Swansea City manager Graham Potter has already proven to be a very flexible and adaptable football coach who doesn’t appear to follow the standards many others follow.
Standards such as an established first-team, a favoured formation and style of play – consistency being the key but it’s almost as if the 43-year-old has torn up the football manager textbooks and instead he’s doing it all his own way – the Graham Potter way.
Does he know his strongest XI? Does he need to know? Does he have a preferred formation with this particular group of players? He doesn’t appear to as he’s already used four different systems already.
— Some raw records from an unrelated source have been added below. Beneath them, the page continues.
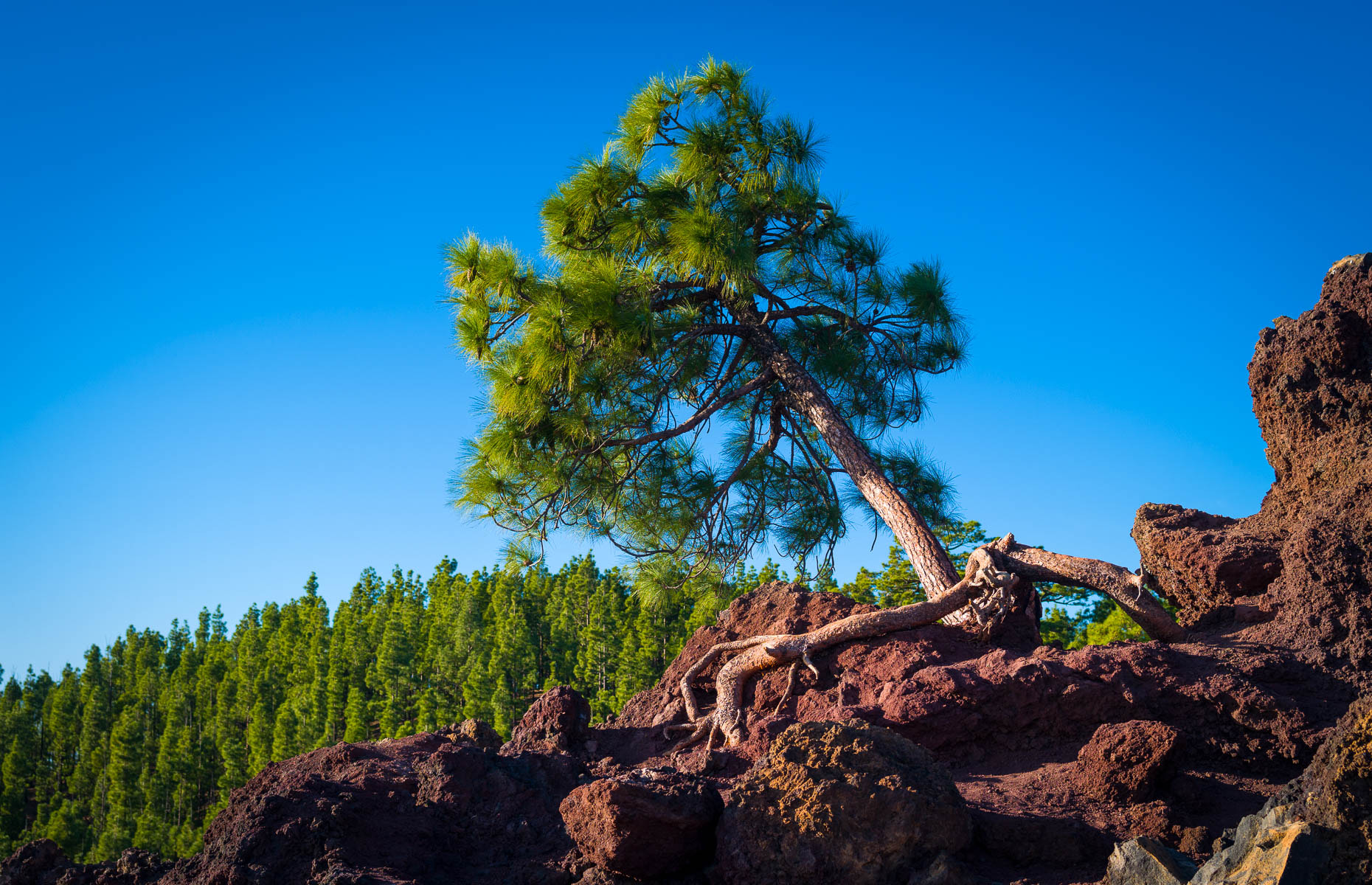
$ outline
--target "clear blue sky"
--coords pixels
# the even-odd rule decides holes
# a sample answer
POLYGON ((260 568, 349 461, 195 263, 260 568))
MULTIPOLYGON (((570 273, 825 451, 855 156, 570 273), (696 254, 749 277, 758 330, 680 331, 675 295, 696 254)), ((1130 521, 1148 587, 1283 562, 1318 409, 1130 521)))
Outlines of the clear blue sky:
POLYGON ((0 665, 494 563, 446 506, 475 388, 440 246, 535 250, 635 86, 707 54, 951 273, 971 359, 919 435, 969 517, 1133 565, 1144 501, 1257 509, 1258 329, 1372 250, 1372 7, 764 8, 11 4, 0 665))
He’s chopped and changed things around pretty much in every game so far and some managers would be questioned as to whether they know exactly what they’re doing. We all remember – and would rather forget Bob Bradley’s brief spell here and how he changed things every game without a first clue of what he was trying to do. Potter has done the same but it’s so obvious that his coaching abilities and his skills in getting information across to the players are far superior in every way.
So far, Potter has shown excellent flexibility and tactical nous. He’s adapted his tactics for each game and he’s been quick to drop certain ideas that just haven’t proved effective. That’s now his own fault. He wanted and did adopt wingers to play a high line earlier in the season – playing quick and direct balls to these outlets to create quick counter-attacks. But with the form of Barrie McKay barely lasting two games – Asoro too and Montero’s injury – Potter has quickly switched things up.
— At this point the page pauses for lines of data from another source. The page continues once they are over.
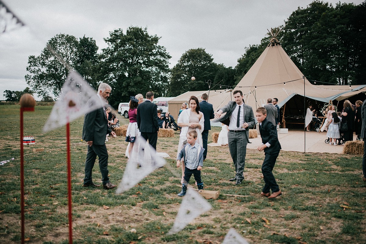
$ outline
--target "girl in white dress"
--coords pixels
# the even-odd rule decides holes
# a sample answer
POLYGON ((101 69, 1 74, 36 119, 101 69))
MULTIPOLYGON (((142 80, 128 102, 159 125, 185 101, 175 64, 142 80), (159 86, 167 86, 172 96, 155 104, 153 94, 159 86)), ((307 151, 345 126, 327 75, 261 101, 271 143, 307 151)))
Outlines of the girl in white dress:
POLYGON ((326 136, 329 137, 329 145, 336 145, 336 139, 340 138, 341 136, 339 133, 339 127, 338 124, 339 123, 339 118, 337 115, 337 113, 334 112, 332 114, 333 118, 332 119, 332 123, 329 125, 328 127, 328 132, 326 133, 326 136), (332 140, 334 139, 333 144, 332 144, 332 140))
POLYGON ((217 144, 221 146, 227 146, 228 145, 228 126, 223 123, 221 123, 221 131, 219 134, 219 138, 217 138, 217 144))

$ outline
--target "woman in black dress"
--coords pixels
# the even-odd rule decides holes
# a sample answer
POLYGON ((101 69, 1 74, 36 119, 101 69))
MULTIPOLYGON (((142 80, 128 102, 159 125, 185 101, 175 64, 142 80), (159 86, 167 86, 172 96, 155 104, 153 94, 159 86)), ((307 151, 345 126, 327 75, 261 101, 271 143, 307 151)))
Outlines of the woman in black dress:
POLYGON ((355 111, 350 103, 345 101, 343 103, 342 113, 342 123, 347 123, 348 127, 347 131, 342 131, 344 136, 344 141, 353 141, 353 130, 355 124, 355 111))

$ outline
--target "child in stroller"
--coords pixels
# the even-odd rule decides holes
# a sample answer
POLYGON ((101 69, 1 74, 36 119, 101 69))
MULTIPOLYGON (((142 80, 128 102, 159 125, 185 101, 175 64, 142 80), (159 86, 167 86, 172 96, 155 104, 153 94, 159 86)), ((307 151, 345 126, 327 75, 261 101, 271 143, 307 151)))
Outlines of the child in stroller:
POLYGON ((182 127, 178 126, 178 125, 177 123, 175 122, 175 121, 174 120, 174 118, 173 118, 173 116, 171 115, 170 114, 169 112, 166 113, 164 115, 162 115, 162 116, 164 116, 164 119, 165 121, 165 128, 171 128, 174 130, 180 130, 182 127))

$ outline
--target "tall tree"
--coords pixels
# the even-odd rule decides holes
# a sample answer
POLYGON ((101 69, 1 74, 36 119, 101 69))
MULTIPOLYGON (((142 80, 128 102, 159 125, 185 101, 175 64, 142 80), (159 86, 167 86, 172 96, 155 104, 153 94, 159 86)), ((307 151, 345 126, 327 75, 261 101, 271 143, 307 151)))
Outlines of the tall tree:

The narrow 1-0 loss away at Stoke City when we were coincidentally up against Ryan Woods – a player we targeted to help us implement a possession-based game – saw us adopt that style of play in its true form for the first time this season. The performance saw us achieve over 80% passing accuracy for the first time this season, as well as almost 500 attempted passes. We then went on to achieve higher numbers in each of the three following games.
Possession is also increasing steadily since that Stoke game. Prior to the Stoke game we’d only managed 50%-plus possession in two games out of 7, but now we’ve achieved that in each of the last three matches.
At Wigan on Tuesday night, the Swans produced arguably their best 45 minutes of football this season but whilst their defensive performances are spot on, they still need to show big improvements in front of goal.